During the investigation LPA conducted, staff interviews, child interviews, and parent interviews. LPA also reviewed children’s files and documents pertinent to the investigation. Evidence was inconclusive that a child in care expressed that they were not feeling well to staff and that staff did not conduct a wellness/illness check of the child.
The preponderance of evidence standard has not been met. The allegations are determined to be UNSUBSTANTIATED. The allegations can neither be confirmed nor dismissed.

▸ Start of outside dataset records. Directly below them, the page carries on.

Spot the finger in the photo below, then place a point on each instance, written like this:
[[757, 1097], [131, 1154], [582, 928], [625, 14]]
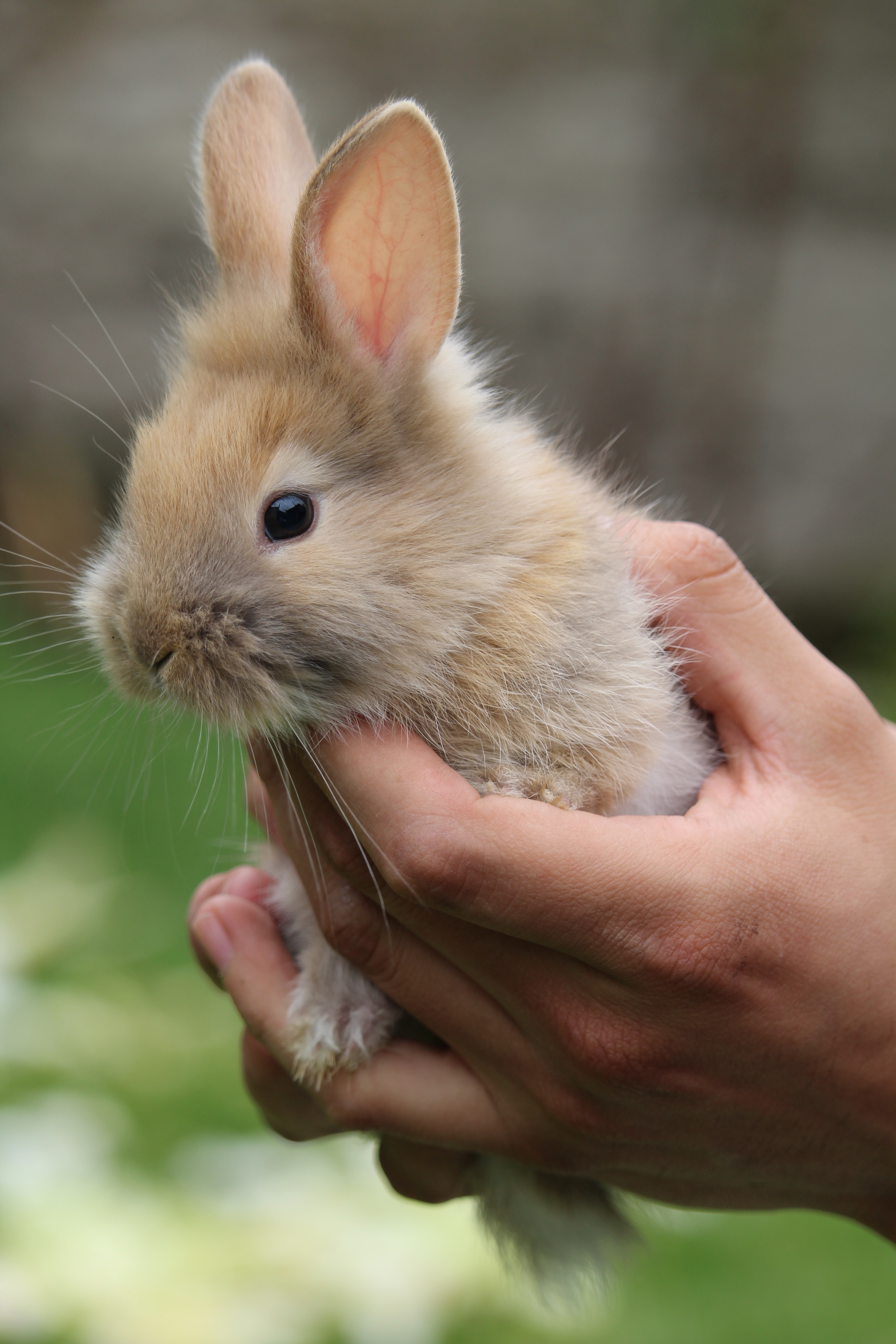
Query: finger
[[425, 1174], [310, 827], [746, 663], [241, 940], [593, 888], [244, 882], [414, 1092], [288, 1108]]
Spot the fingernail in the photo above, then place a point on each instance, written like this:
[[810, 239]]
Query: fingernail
[[210, 932]]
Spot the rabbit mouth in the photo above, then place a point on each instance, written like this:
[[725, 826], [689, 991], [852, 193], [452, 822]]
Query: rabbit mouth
[[230, 667]]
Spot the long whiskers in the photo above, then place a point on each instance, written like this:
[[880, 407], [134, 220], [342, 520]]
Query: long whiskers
[[42, 549], [88, 412], [343, 811], [84, 355], [103, 328]]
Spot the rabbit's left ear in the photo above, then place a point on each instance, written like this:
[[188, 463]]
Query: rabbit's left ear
[[256, 159], [377, 241]]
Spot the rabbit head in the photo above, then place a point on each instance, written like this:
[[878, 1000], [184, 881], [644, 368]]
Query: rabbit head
[[293, 537]]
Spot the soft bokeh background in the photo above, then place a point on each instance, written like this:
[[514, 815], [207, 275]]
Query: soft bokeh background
[[680, 224]]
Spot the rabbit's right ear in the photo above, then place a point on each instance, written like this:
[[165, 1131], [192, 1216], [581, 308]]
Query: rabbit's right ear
[[256, 159]]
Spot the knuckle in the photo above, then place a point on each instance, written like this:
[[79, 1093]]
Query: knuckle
[[346, 1105], [616, 1052], [704, 554], [433, 863]]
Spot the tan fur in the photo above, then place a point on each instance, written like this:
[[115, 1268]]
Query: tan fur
[[463, 577]]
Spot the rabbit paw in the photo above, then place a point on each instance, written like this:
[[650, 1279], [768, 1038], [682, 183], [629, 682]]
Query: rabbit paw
[[336, 1023]]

No deficiencies will be cited as a result of the investigation. LPA conducted an exit interview with facility representative Rachel Peters. A Notice of Site visit was provided and shall remain posted for 30 days.
Unsubstantiated
Estimated Days of Completion:
SUPERVISORS NAME: Mai Lor
LICENSING EVALUATOR NAME: Jeremey McClain
LICENSING EVALUATOR SIGNATURE:

DATE: 10/30/2025
I acknowledge receipt of this form and understand my licensing appeal rights as explained and received.
FACILITY REPRESENTATIVE SIGNATURE:

DATE: 10/30/2025
This report must be available at Child Care and Group Home facilities for public review for 3 years.